The origins of the plague
In the 14th century, an epidemic of the Black Death caused a historic mortality rate in Europe. In just 8 yearsthis highly contagious disease has killed more than 60% of the European population. The Black Death epidemic reached Europe in 1346 via the Mediterranean basin, particularly via transport and freight ships. In addition to a very high death rate in Europe, the Black Death also heavily affected the Middle East and North Africa. It also marked a long wave of epidemics which regularly reappears intermittently for almost 500 years.

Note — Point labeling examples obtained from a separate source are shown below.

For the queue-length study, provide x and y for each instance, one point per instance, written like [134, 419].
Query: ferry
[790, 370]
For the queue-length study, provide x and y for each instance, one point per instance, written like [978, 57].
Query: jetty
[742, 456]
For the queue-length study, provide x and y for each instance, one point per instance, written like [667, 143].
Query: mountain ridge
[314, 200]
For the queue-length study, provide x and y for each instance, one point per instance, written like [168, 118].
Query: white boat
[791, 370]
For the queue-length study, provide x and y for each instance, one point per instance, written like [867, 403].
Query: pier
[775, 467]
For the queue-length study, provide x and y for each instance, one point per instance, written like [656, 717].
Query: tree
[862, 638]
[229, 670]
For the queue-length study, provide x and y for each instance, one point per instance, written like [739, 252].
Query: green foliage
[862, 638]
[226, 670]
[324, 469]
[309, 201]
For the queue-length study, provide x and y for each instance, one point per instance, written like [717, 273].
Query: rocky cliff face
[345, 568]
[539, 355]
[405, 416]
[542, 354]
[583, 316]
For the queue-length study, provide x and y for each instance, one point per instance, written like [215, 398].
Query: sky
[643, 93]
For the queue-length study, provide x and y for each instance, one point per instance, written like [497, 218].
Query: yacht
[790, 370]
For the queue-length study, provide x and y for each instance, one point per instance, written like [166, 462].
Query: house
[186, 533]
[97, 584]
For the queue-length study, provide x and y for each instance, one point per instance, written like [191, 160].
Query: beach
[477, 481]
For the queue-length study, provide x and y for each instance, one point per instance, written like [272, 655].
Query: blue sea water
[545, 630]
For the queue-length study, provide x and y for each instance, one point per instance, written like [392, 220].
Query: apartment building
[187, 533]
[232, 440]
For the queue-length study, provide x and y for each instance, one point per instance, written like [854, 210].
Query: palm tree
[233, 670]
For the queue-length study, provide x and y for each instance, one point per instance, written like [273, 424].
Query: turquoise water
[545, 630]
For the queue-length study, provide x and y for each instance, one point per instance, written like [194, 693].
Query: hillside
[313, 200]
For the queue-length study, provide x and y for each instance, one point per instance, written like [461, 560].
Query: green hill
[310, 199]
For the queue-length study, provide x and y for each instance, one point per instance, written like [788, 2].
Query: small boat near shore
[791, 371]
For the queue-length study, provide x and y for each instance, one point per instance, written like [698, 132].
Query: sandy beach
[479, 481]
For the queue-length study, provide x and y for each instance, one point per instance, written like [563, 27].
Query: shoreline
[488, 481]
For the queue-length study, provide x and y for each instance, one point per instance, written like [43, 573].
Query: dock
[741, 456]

One of the big questions around this Black Death pandemic obviously concerns its origins. For a very long time, the origin of the plague has animated debates in the scientific sphere. One of the most advanced hypotheses by scientists is that the plague was born in china. But no concrete evidence has ever detailed this theory.
The opinion of scientists
Recently, scientists have answered this vast question and were able to determine the origins of the plague. Thanks to the DNA of deceased humans from of a 14th century burial site in the north of present-day Kyrgyzstan, scientists were able to determine the origins of the plague in Europe. Phil Slavin, a professor at the University of Stirling in Scotland, learned of the existence of two medieval burial sites in Kyrgyzstan. On more than 400 tombstonesa hundred were dated from 1338-1339shortly before the start of the pandemic, and had an epitaph mentioning a death by pestilence.
To find the causes of these deaths, the researchers dug into the dental DNA of 7 skeletons. As Maria Spyrou, a German researcher, explains:
The dental pulp is a valuable source, as it is a highly vascularized area which gives a high chance of detecting pathogens in the blood.
The DNA was then sequenced and compared to a database containing the genome of thousands of bacteria. Thanks to the results obtained, the researchers learned that the bodies studied had been infected with the bacterium Yersinia pestis, responsible for the development of the Black Death. This community in Kyrgyzstan had therefore been the victim of the same scourge that struck Europe shortly after. Scientists have also been able to determine that this bacterium is a strain of the Black Death. The one at the base of the plague family tree.
These findings lead scientists to believe that Kyrgyzstan was the starting point of the plague epidemic in Europe. Furthermore, rodent studies have found traces of a strain of this bacteria in their DNA. “The closest we have found in the world” said Johannes Krause, researcher at the Max Planck Institute.
Despite popular beliefs, the plague has never been eradicated from the face of the earth. Every year, thousands of people are infected, especially in Central Asia. But thanks to current medical methods, the risk of a global pandemic is virtually nil.